David Levinthal: Photographer creates tableaus with toys
Toys aren't mere playthings to New York City photographer David Levinthal. Instead, they provide the lexicon for storytelling, inspired in one instance by the sultry nighthawks ofEdward Hopper or in another by the lone gunslingers of John Ford. "I've always felt the work is very narrative," he says. "It sort of asks you in a way to create a story around the image." In the process, his scenes of model ballplayers and soldiers comment on pop culture while being permeated by a sense of mystery and tangled emotions that reach beyond playtime. We talked to the Palo Alto-bred and Stanford alum Levinthal, 65, from NYC.
Q: What does the exhibition title "Make Believe" mean to you?
A: All of my works are based on using toys as subject matter.
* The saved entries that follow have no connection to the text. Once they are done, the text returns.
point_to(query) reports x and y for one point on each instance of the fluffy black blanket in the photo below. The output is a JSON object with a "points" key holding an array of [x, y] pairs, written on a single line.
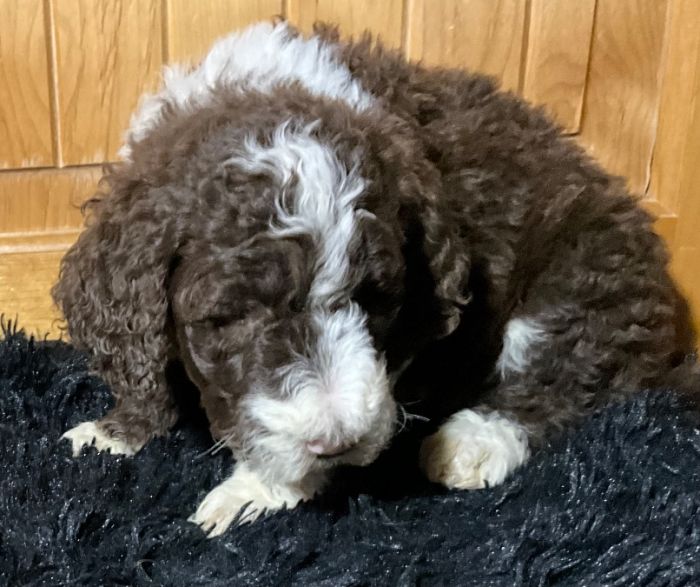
{"points": [[615, 503]]}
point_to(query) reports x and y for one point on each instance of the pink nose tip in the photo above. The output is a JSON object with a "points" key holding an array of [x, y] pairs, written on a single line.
{"points": [[323, 448]]}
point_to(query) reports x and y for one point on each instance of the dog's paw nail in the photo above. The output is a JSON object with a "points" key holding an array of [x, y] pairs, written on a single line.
{"points": [[89, 434]]}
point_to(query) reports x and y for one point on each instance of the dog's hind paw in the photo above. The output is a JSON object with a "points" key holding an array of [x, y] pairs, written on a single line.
{"points": [[473, 450], [90, 434]]}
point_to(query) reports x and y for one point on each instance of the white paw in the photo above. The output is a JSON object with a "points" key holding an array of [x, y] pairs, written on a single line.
{"points": [[473, 450], [244, 491], [89, 434]]}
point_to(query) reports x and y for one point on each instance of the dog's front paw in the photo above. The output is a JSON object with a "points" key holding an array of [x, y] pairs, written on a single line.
{"points": [[90, 434], [243, 493], [474, 450]]}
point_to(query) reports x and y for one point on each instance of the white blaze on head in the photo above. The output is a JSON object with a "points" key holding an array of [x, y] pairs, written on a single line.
{"points": [[259, 58], [336, 394]]}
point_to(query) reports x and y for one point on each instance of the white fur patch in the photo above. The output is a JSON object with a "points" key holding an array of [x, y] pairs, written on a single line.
{"points": [[473, 450], [323, 202], [248, 492], [336, 395], [519, 337], [89, 434], [260, 58]]}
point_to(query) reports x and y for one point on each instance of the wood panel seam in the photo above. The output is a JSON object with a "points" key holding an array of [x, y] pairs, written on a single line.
{"points": [[50, 29]]}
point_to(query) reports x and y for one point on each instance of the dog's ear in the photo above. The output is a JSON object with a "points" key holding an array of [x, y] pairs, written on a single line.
{"points": [[112, 285]]}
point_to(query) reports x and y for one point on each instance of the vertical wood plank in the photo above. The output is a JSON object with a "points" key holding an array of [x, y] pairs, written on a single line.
{"points": [[557, 57], [353, 16], [674, 150], [29, 299], [108, 54], [25, 113], [483, 35], [46, 200], [193, 26], [622, 97], [681, 114]]}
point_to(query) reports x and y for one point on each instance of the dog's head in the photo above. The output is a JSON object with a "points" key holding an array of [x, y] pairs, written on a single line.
{"points": [[307, 268]]}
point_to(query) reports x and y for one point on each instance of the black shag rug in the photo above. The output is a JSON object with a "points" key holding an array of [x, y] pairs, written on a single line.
{"points": [[615, 503]]}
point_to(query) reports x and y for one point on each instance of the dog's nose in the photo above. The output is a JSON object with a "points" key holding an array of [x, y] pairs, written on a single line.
{"points": [[323, 448]]}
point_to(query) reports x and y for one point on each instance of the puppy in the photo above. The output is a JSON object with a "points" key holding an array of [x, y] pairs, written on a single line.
{"points": [[299, 221]]}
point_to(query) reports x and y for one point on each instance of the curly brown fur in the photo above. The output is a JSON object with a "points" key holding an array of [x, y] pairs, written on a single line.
{"points": [[480, 229]]}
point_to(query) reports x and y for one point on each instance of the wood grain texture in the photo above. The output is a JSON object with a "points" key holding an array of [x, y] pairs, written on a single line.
{"points": [[622, 96], [559, 41], [46, 200], [108, 53], [25, 282], [684, 116], [674, 148], [25, 113], [193, 26], [484, 35], [383, 18]]}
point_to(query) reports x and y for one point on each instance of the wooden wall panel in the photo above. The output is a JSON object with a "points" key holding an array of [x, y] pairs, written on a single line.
{"points": [[622, 96], [46, 200], [193, 26], [559, 41], [354, 16], [25, 114], [484, 35], [109, 53], [674, 149], [28, 299], [676, 172]]}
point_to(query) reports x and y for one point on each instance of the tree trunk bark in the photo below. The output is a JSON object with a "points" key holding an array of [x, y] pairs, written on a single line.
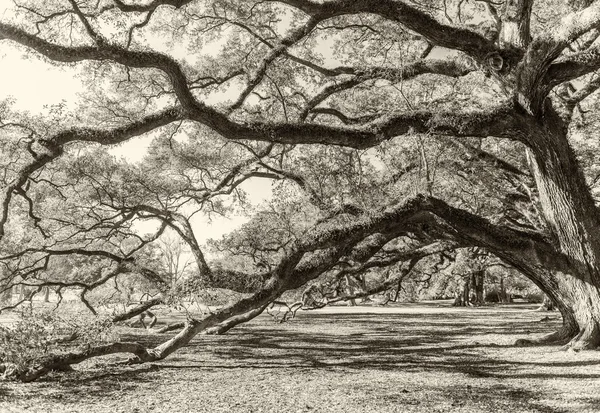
{"points": [[572, 216], [547, 304], [477, 281]]}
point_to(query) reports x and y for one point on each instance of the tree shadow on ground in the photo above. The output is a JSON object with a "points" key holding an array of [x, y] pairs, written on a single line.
{"points": [[421, 344]]}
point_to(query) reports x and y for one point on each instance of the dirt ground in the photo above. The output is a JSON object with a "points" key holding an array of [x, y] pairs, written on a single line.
{"points": [[409, 358]]}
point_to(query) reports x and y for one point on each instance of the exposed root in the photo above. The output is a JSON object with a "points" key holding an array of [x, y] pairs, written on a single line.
{"points": [[587, 339], [559, 337]]}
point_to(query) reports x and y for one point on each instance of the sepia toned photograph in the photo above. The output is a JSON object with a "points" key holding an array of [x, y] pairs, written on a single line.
{"points": [[324, 206]]}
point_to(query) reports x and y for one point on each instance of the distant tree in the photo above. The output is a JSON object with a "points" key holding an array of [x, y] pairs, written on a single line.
{"points": [[370, 137]]}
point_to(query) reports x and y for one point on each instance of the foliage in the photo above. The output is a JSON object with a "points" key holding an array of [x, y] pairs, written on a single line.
{"points": [[40, 332]]}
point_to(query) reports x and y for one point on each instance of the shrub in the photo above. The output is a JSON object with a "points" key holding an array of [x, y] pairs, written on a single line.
{"points": [[40, 332]]}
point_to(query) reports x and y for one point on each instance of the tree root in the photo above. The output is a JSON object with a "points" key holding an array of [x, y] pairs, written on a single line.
{"points": [[559, 337], [587, 339]]}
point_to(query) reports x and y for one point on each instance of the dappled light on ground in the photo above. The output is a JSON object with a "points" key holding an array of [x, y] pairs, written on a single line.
{"points": [[405, 359]]}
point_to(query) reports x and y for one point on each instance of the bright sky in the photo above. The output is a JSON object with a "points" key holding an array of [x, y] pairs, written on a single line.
{"points": [[35, 84]]}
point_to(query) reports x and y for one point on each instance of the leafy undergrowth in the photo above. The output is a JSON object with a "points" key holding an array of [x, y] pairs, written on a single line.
{"points": [[405, 359]]}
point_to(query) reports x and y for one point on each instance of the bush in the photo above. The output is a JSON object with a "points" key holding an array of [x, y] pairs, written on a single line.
{"points": [[41, 332]]}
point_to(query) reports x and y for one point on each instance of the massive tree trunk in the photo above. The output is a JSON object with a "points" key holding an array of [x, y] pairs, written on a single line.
{"points": [[477, 280], [572, 217]]}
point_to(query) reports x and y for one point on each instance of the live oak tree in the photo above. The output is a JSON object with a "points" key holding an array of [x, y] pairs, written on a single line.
{"points": [[255, 74]]}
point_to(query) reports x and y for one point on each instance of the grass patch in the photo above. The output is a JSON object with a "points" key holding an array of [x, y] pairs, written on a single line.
{"points": [[409, 358]]}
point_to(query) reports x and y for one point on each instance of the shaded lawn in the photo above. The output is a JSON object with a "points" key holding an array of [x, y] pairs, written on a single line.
{"points": [[406, 359]]}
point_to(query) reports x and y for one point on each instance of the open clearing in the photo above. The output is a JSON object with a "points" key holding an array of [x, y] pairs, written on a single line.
{"points": [[407, 358]]}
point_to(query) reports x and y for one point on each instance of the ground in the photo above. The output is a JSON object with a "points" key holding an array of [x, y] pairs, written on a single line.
{"points": [[410, 358]]}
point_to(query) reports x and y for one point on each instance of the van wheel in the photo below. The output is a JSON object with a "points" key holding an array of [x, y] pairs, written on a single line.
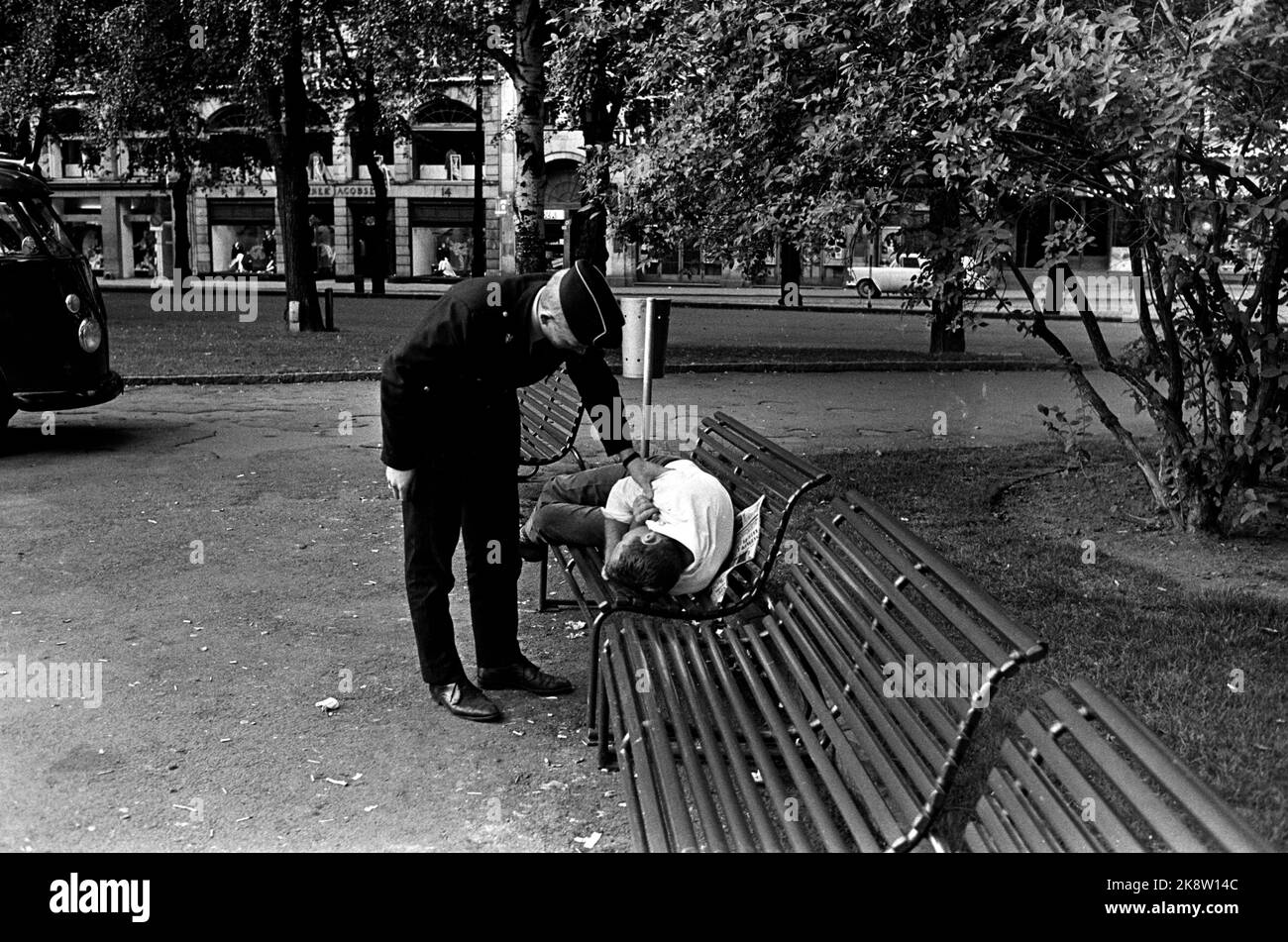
{"points": [[8, 405]]}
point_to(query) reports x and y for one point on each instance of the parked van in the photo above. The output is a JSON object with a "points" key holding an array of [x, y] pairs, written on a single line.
{"points": [[53, 325]]}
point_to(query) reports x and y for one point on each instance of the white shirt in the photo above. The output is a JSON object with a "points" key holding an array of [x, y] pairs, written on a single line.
{"points": [[695, 510]]}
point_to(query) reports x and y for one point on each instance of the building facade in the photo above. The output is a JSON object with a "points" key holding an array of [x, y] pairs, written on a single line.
{"points": [[123, 223]]}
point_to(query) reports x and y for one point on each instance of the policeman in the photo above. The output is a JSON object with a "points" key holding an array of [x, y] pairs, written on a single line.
{"points": [[451, 447]]}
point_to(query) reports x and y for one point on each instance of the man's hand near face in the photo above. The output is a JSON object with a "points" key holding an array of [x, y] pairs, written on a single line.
{"points": [[643, 472], [643, 511]]}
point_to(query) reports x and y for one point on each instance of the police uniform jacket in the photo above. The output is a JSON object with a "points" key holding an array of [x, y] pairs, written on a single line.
{"points": [[471, 349]]}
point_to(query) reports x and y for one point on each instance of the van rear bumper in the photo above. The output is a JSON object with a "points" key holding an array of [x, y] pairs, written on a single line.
{"points": [[106, 390]]}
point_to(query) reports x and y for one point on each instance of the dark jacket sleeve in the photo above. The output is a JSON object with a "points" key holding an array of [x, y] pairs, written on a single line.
{"points": [[601, 398], [433, 357]]}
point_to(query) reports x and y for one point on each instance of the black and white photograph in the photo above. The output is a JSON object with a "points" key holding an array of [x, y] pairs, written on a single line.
{"points": [[644, 426]]}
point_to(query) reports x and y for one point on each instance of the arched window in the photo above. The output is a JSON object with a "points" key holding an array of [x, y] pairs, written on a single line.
{"points": [[233, 143], [563, 187], [443, 141], [382, 146], [72, 156]]}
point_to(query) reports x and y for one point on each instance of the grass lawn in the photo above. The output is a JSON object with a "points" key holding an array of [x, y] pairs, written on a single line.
{"points": [[1163, 644], [146, 343]]}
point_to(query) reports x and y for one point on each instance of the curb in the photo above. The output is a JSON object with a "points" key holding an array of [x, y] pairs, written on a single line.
{"points": [[802, 366], [750, 304]]}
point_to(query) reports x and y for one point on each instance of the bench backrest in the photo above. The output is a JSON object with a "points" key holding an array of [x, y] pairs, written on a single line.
{"points": [[1085, 775], [549, 416], [750, 466], [905, 654]]}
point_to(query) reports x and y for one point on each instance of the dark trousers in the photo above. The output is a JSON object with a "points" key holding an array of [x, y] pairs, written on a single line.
{"points": [[467, 485], [570, 511], [571, 507]]}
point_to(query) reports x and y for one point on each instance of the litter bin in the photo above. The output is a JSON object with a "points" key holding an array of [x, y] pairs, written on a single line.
{"points": [[635, 313]]}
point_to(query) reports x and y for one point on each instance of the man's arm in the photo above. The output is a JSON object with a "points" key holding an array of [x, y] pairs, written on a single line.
{"points": [[613, 533], [434, 352], [601, 398]]}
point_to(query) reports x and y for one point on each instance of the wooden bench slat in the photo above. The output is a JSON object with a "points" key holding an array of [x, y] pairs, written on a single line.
{"points": [[876, 624], [733, 780], [1194, 794], [992, 652], [1090, 777], [901, 618], [982, 601], [653, 732], [751, 730], [1001, 834], [1120, 773], [550, 413], [902, 751], [859, 778], [1044, 799], [802, 778], [1059, 767], [732, 426], [694, 766], [648, 811]]}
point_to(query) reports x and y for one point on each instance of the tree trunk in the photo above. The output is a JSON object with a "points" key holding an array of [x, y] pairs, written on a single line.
{"points": [[597, 123], [790, 275], [288, 106], [947, 331], [369, 119], [179, 214], [478, 257], [529, 187]]}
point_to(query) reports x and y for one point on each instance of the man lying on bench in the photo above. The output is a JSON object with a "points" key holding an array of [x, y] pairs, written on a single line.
{"points": [[674, 543]]}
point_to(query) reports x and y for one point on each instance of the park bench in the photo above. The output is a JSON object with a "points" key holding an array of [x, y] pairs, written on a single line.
{"points": [[1082, 774], [750, 468], [777, 732], [549, 416]]}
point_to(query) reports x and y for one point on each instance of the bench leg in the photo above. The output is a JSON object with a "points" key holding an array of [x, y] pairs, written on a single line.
{"points": [[595, 680], [544, 601], [606, 754], [542, 581]]}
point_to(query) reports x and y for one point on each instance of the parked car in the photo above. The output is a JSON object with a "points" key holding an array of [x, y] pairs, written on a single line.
{"points": [[874, 280], [53, 325]]}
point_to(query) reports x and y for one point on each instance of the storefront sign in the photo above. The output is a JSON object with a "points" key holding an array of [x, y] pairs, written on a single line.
{"points": [[347, 189]]}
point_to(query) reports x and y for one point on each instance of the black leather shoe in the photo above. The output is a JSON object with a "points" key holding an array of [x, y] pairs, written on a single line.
{"points": [[465, 700], [531, 551], [523, 675]]}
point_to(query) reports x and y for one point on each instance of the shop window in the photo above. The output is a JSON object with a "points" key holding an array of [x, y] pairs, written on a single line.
{"points": [[243, 236], [442, 238]]}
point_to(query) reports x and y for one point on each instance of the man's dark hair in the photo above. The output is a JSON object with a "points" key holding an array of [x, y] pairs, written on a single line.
{"points": [[649, 569]]}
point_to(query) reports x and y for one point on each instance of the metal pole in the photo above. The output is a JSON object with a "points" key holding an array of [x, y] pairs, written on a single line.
{"points": [[648, 373]]}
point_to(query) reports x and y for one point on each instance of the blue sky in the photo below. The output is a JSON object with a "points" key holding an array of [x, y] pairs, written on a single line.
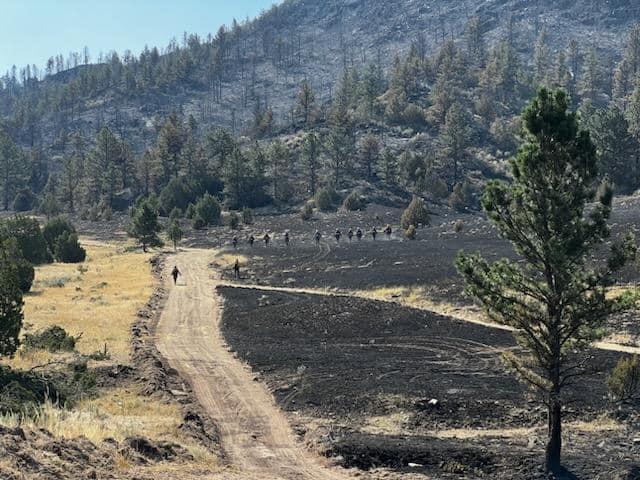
{"points": [[34, 30]]}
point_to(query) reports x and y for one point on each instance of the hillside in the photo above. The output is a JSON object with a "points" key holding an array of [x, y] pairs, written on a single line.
{"points": [[264, 61]]}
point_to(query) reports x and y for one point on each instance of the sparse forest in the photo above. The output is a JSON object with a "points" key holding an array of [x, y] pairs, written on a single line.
{"points": [[437, 126]]}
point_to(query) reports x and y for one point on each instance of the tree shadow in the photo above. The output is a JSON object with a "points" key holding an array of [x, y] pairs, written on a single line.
{"points": [[565, 474]]}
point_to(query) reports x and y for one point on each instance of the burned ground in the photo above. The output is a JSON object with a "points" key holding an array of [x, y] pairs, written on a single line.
{"points": [[345, 361]]}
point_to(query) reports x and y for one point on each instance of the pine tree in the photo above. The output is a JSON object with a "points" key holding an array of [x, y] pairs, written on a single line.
{"points": [[454, 140], [389, 167], [11, 304], [591, 83], [629, 67], [633, 112], [554, 297], [369, 153], [340, 142], [102, 175], [311, 160], [174, 233], [541, 57], [145, 227], [476, 46], [306, 102], [171, 141], [12, 169]]}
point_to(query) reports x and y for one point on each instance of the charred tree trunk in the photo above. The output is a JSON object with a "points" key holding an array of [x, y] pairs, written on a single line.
{"points": [[554, 444]]}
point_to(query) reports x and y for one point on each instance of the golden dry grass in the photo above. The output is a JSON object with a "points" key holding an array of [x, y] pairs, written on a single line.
{"points": [[98, 299], [418, 297], [118, 414]]}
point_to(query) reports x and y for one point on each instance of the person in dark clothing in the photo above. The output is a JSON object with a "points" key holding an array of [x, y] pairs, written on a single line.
{"points": [[236, 269], [175, 273]]}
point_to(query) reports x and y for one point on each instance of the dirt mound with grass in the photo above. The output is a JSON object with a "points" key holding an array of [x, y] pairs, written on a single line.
{"points": [[37, 454], [160, 380]]}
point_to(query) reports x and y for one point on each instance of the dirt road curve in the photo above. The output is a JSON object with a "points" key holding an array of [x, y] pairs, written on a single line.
{"points": [[255, 433]]}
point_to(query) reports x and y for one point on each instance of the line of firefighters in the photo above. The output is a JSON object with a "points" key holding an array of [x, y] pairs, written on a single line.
{"points": [[358, 233]]}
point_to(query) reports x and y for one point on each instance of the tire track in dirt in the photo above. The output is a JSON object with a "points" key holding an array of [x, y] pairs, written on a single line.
{"points": [[256, 435]]}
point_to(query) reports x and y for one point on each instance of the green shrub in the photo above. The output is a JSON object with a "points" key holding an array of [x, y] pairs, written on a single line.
{"points": [[208, 209], [247, 216], [234, 220], [177, 194], [199, 223], [462, 197], [413, 116], [106, 213], [353, 202], [190, 212], [52, 339], [68, 250], [49, 206], [24, 269], [24, 200], [55, 228], [307, 212], [93, 214], [324, 199], [175, 214], [415, 214], [624, 381], [29, 238], [15, 398]]}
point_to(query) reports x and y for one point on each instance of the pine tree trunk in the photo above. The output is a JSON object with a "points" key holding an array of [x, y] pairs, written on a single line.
{"points": [[554, 444]]}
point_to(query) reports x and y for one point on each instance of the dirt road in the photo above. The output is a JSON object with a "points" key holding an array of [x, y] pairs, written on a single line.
{"points": [[255, 433]]}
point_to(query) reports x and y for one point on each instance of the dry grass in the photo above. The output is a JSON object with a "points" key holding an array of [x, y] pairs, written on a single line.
{"points": [[117, 414], [97, 299]]}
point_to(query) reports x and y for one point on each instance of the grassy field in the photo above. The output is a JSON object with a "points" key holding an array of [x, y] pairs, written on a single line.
{"points": [[98, 301]]}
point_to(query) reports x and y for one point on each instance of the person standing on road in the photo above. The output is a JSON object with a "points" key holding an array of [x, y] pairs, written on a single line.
{"points": [[236, 269], [175, 273]]}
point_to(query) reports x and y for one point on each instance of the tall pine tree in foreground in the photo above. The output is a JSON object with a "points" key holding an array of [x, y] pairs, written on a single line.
{"points": [[555, 298], [11, 303]]}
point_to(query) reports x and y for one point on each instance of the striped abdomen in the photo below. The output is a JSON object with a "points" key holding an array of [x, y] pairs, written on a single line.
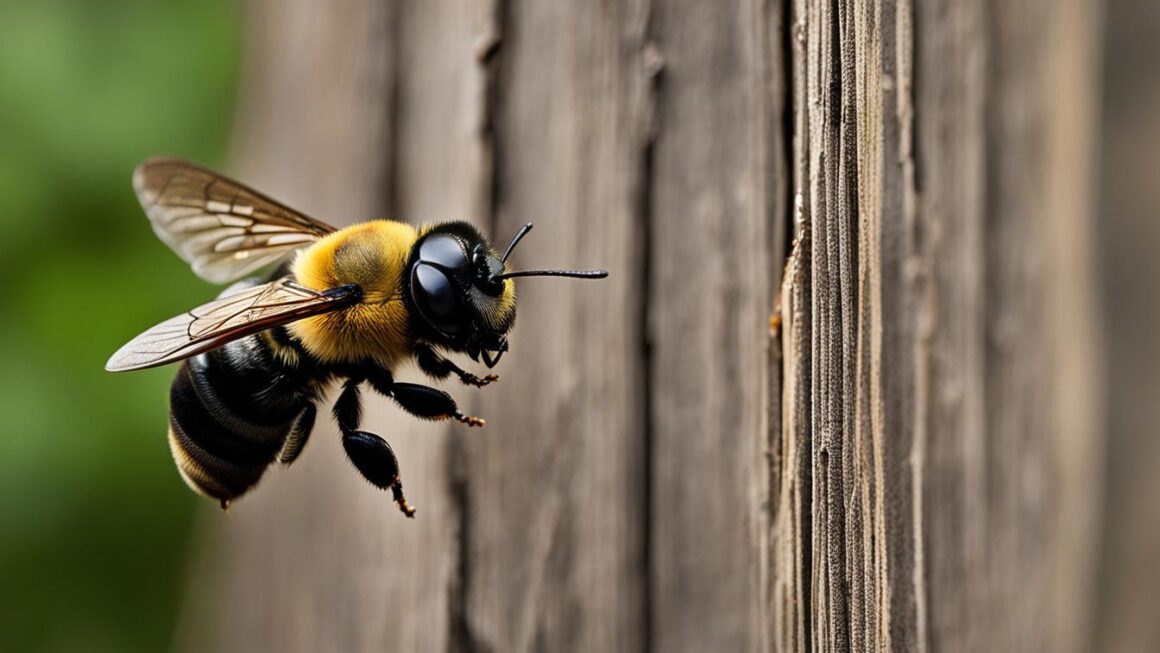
{"points": [[236, 410]]}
It started when I was in graduate school in 1972, when I first began using toys. Shortly after I graduated in 1973, one of my classmates who was in the design part of the program, Garry Trudeau, who's best known for "Doonesbury," and I were approached by a publisher to do a book. We ended up creating essentially a history of the Eastern Front, the German invasion of the Soviet Union, using toy soldiers ["Hitler Moves East"]. Among the many things that made the book somewhat unique: We used original source material for the text, but the illustrations were all photographs of toys.
When the book came out in 1977, there was no photographic genre to put it in. I remember going to the B. Dalton store and finding the book in the history section. It wasn't until a number of years later that that sort of approach we used started to become more widely popular and influential.
Q: Are your toys off the shelf?
A: Sometimes I'm dealing with more of a vintage object, like the "Blackface" series is essentially of black memorabilia. The work is often done in the photograph itself, in the way the toy is placed or photographed, and in the case of the cowboy series, the use of different backgrounds. I think one of the real keys to the imagery is that when someone looks at the work, they bring their own visual memory to it.
Q: How did the experience at Stanford affect you?
A: Fortunately, when I was a senior, Stanford eliminated many courses required for graduation - otherwise I'd still be trying to pass a language requirement or something.
It was a wonderful time because it was expansive and open, and there was so much going on with the Vietnam War, which is actually a series I've started to work on. Until recently, you just didn't find toys or models of that period.